The US earnings reporting season peaks this week with upwards of 200 S&P 500 companies reporting and dominating will be some of the companies underwriting Wall Street’s current strength – Facebook, Alphabet (Google) and Amazon.
A flock of energy giants are also due to report, along with a couple of early reporters among media stocks in the US and UK, while a couple of consumer facing giants are also down to report which will tell us a bit about how spending is tracking.
Alphabet (Google) is down to report its second quarter figures tomorrow morning (Sydney time) after US stockmarkets close, Facebook is due to report early Thursday morning, our time and Amazon is down to report on Friday night, our time. Games giant, Electronics Arts is due to release its report later in the week as well.
Netflix reported last week and surprised on the upside while the biggie – Apple reports on August 1. Tesla, another hot techie is due to report on August 2.
By the time these companies have reported the strength of the current record run on Wall Street will be confirmed or open to question. Facebook has already revealed it cracked 2 billion global users in the June quarter.
Energy (oil and gas prices) remain a big imponderable for investors. Oil prices have risen and fallen this year and the quarterly results over the next two weeks will confirm that, but investors will be looking for statement on the outlook, and more cost cuts in coming months.
Shell, Statoil (from Norway), ConocoPhillips and Total (France) kick off the Q2 earnings reports on Thursday, followed by Exxon, and Chevron on Friday. BP reports on August 1.
Several leading mining stocks will also report – Newmont Mining and Freeport MacMoran, while early reports among media groups (remembering Netflix has already surprised on the upside) include the John Malone linked companies, Charter Communications, Sirius (the satellite radio company) and ITV, the big UK commercial broadcaster which is expected to reveal a weak first half result.
America’s two biggest telcos, AT&T and Verizon are due to report and investors will be looking for an update on AT&T’s Time Warner deal and if there is any news on rumoured merger plans at Verizon (Disney has been mentioned).
A number of big pharma companies also on the reporting list – Bristol Myers, Glaxo Smithkline, Elli Lilly and AstraZeneca.
Big manufacturing companies including Texas Instruments, Intel, AMD, 3M, Boeing, General Dynamics, GM, Caterpillar, Ford, Honeywell, Dow Chemicals and Dupont are due to release their quarterly figures this week.
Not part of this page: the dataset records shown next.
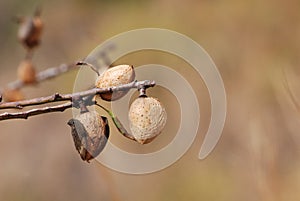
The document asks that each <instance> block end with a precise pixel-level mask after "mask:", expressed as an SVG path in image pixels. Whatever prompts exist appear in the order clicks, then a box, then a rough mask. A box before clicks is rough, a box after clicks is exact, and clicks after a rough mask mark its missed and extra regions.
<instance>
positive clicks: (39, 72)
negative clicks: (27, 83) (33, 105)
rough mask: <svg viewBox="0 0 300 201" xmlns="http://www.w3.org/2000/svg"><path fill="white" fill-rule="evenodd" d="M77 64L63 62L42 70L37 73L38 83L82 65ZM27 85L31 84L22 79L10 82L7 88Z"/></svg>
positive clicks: (53, 77) (19, 86)
mask: <svg viewBox="0 0 300 201" xmlns="http://www.w3.org/2000/svg"><path fill="white" fill-rule="evenodd" d="M76 64H77V62H74V63H71V64H61V65H60V66H58V67H52V68H48V69H46V70H44V71H41V72H39V73H37V74H36V83H40V82H42V81H44V80H49V79H52V78H54V77H56V76H58V75H60V74H63V73H66V72H68V71H70V70H73V69H77V68H79V67H80V66H78V65H76ZM33 84H35V83H33ZM25 85H29V84H26V83H24V82H22V81H21V80H16V81H13V82H11V83H8V84H7V88H9V89H12V90H15V89H20V88H22V87H24V86H25Z"/></svg>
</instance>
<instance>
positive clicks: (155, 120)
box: [129, 97, 167, 144]
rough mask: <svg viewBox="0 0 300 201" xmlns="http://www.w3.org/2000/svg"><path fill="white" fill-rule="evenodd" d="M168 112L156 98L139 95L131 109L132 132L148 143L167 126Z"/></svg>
mask: <svg viewBox="0 0 300 201" xmlns="http://www.w3.org/2000/svg"><path fill="white" fill-rule="evenodd" d="M166 122H167V112H166V110H165V108H164V106H163V105H162V104H161V103H160V102H159V101H158V100H157V99H155V98H152V97H139V98H137V99H136V100H134V102H133V103H132V104H131V106H130V109H129V124H130V130H131V134H132V135H133V136H134V138H135V139H136V140H137V141H138V142H139V143H141V144H147V143H149V142H151V141H152V140H153V139H154V138H155V137H157V136H158V135H159V134H160V133H161V132H162V130H163V128H164V127H165V125H166Z"/></svg>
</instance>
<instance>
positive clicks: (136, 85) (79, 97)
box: [0, 80, 155, 121]
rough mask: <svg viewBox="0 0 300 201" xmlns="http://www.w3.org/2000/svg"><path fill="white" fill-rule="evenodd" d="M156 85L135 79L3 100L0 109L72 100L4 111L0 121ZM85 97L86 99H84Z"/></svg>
mask: <svg viewBox="0 0 300 201" xmlns="http://www.w3.org/2000/svg"><path fill="white" fill-rule="evenodd" d="M153 86H155V81H151V80H143V81H133V82H131V83H129V84H124V85H120V86H116V87H109V88H93V89H89V90H86V91H82V92H76V93H72V94H59V93H56V94H54V95H52V96H47V97H39V98H34V99H29V100H23V101H16V102H2V103H0V110H4V109H23V108H24V107H27V106H34V105H43V104H48V103H53V102H61V101H70V102H69V103H65V104H61V105H57V106H49V107H44V108H37V109H32V110H28V111H24V112H16V113H9V112H4V113H2V114H0V121H2V120H7V119H16V118H21V119H27V118H28V117H29V116H34V115H39V114H44V113H49V112H58V111H64V110H65V109H67V108H71V107H79V106H78V104H77V103H76V100H79V99H81V100H88V98H89V97H93V96H95V95H97V94H102V93H107V92H117V91H127V90H129V89H133V88H136V89H141V88H149V87H153ZM84 98H85V99H84ZM85 104H86V105H92V104H95V102H93V101H87V102H85Z"/></svg>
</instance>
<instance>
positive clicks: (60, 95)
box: [54, 93, 62, 100]
mask: <svg viewBox="0 0 300 201" xmlns="http://www.w3.org/2000/svg"><path fill="white" fill-rule="evenodd" d="M61 98H62V96H61V95H60V94H59V93H55V94H54V100H59V99H61Z"/></svg>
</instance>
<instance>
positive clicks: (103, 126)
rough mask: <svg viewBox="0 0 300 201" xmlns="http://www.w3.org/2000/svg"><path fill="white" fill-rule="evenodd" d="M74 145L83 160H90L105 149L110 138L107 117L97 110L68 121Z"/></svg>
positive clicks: (99, 153)
mask: <svg viewBox="0 0 300 201" xmlns="http://www.w3.org/2000/svg"><path fill="white" fill-rule="evenodd" d="M68 125H69V126H70V127H71V132H72V137H73V141H74V145H75V148H76V150H77V151H78V153H79V154H80V157H81V159H82V160H83V161H87V162H89V161H90V160H91V159H93V158H95V157H97V156H98V155H99V154H100V153H101V151H102V150H103V149H104V147H105V145H106V143H107V140H108V138H109V126H108V121H107V118H106V117H103V116H101V115H99V114H98V113H97V112H95V111H93V112H86V113H83V114H80V115H78V116H77V117H75V118H74V119H70V120H69V121H68Z"/></svg>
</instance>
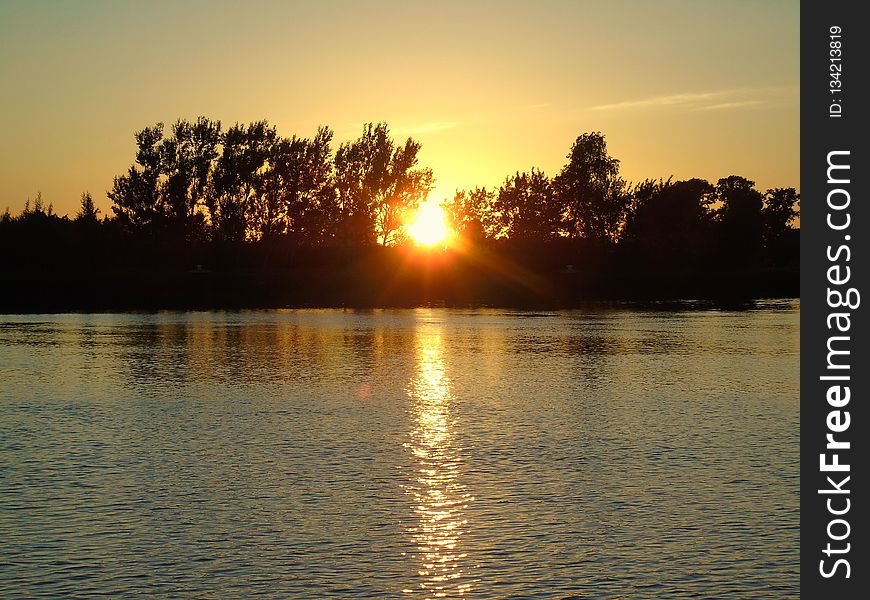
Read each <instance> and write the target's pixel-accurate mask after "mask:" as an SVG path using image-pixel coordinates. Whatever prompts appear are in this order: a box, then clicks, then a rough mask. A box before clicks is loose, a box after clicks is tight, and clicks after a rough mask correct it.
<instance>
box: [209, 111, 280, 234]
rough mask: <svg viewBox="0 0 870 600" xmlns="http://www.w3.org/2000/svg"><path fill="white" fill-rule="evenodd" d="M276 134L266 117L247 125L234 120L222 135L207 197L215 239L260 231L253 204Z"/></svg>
mask: <svg viewBox="0 0 870 600" xmlns="http://www.w3.org/2000/svg"><path fill="white" fill-rule="evenodd" d="M277 136H278V135H277V132H276V130H275V128H274V127H272V126H270V125H269V124H268V122H266V121H257V122H255V123H251V124H250V125H247V126H245V125H241V124H239V123H236V124H235V125H233V126H232V127H230V128H229V129H228V130H227V131H226V133H225V134H224V135H223V138H222V142H223V144H222V151H221V154H220V156H219V157H218V159H217V161H216V163H215V167H214V172H213V173H212V179H211V186H210V188H209V191H208V194H207V198H206V206H207V207H208V212H209V216H210V220H211V228H212V235H213V236H214V237H215V238H216V239H218V240H223V241H228V242H242V241H244V240H245V239H246V238H248V237H256V236H257V235H259V232H261V228H258V227H257V221H258V218H257V214H258V212H257V211H258V209H257V207H256V201H257V193H258V189H259V187H260V183H259V180H260V177H261V176H262V172H263V170H264V169H265V168H266V165H267V163H268V159H269V155H270V153H271V151H272V150H271V149H272V145H273V144H274V143H275V140H276V139H277ZM258 229H259V230H260V231H259V232H258V231H257V230H258Z"/></svg>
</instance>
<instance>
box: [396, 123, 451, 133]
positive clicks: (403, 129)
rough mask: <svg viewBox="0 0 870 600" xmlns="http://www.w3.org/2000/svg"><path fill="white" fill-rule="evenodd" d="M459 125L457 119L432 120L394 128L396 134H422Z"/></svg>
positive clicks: (450, 128) (428, 132) (449, 127)
mask: <svg viewBox="0 0 870 600" xmlns="http://www.w3.org/2000/svg"><path fill="white" fill-rule="evenodd" d="M458 125H459V123H457V122H455V121H431V122H429V123H420V124H418V125H410V126H408V127H397V128H396V129H395V130H394V133H395V134H396V135H420V134H421V133H433V132H435V131H444V130H445V129H453V128H454V127H456V126H458Z"/></svg>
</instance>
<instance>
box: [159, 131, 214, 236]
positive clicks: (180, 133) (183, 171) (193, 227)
mask: <svg viewBox="0 0 870 600" xmlns="http://www.w3.org/2000/svg"><path fill="white" fill-rule="evenodd" d="M220 129H221V124H220V122H219V121H211V120H209V119H207V118H205V117H199V118H198V119H197V120H196V121H195V122H193V123H190V122H189V121H186V120H184V119H179V120H178V121H176V123H175V124H174V125H173V126H172V137H170V138H167V139H165V140H163V143H162V144H161V145H160V159H161V173H162V175H164V176H165V181H164V182H163V185H162V186H161V192H162V196H163V203H164V205H165V212H166V214H167V216H168V218H169V227H170V230H171V231H172V233H174V234H175V235H177V236H179V237H182V238H185V239H192V238H196V237H198V236H199V234H201V233H202V229H203V226H204V223H205V218H204V215H203V212H202V211H203V209H204V208H205V205H206V189H207V187H208V184H209V177H210V175H211V170H212V164H213V161H214V160H215V159H216V158H217V156H218V152H217V148H218V143H219V142H220V139H221V136H220Z"/></svg>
After General Electrics’ weak outlook in Friday’s quarterly report investors are steeling themselves for a repeat from some of these companies – especially GM and Ford where US car sales are slowly sliding and intense price discounting has broken out.
These companies will not only give us a timely update on the strength of US manufacturing, but also test the health of the country’s major manufacturers which should now be getting a boost from the sliding US dollar now at its lowest level for two years against the euro and a year generally against all major currencies.
Coca Cola, Starbucks, Mattel, Hasbro (both toymakers), McDonald’s and Whole Foods (Amazon’s $US13.7 billion target) are on the list of consumer facing companies to report – they should also get positives from the weaker dollar.
So far almost 19% of S&P 500 companies have reported and 73% of those have posted better-than-expected earnings, an improvement to the 5-year average, according to the FactSet data group.
FactSet also says that S&P 500 companies are currently expected to report earnings growth of 7.2% in the second quarter, and revenue growth of 5%, according to the data provider’s latest calculations.
Outside of reports, investors will also keep an eye on Tesla, which has previously said it would release its long-awaited mass market Model 3 electric vehicle, with a starting price of $US35,000, on Friday.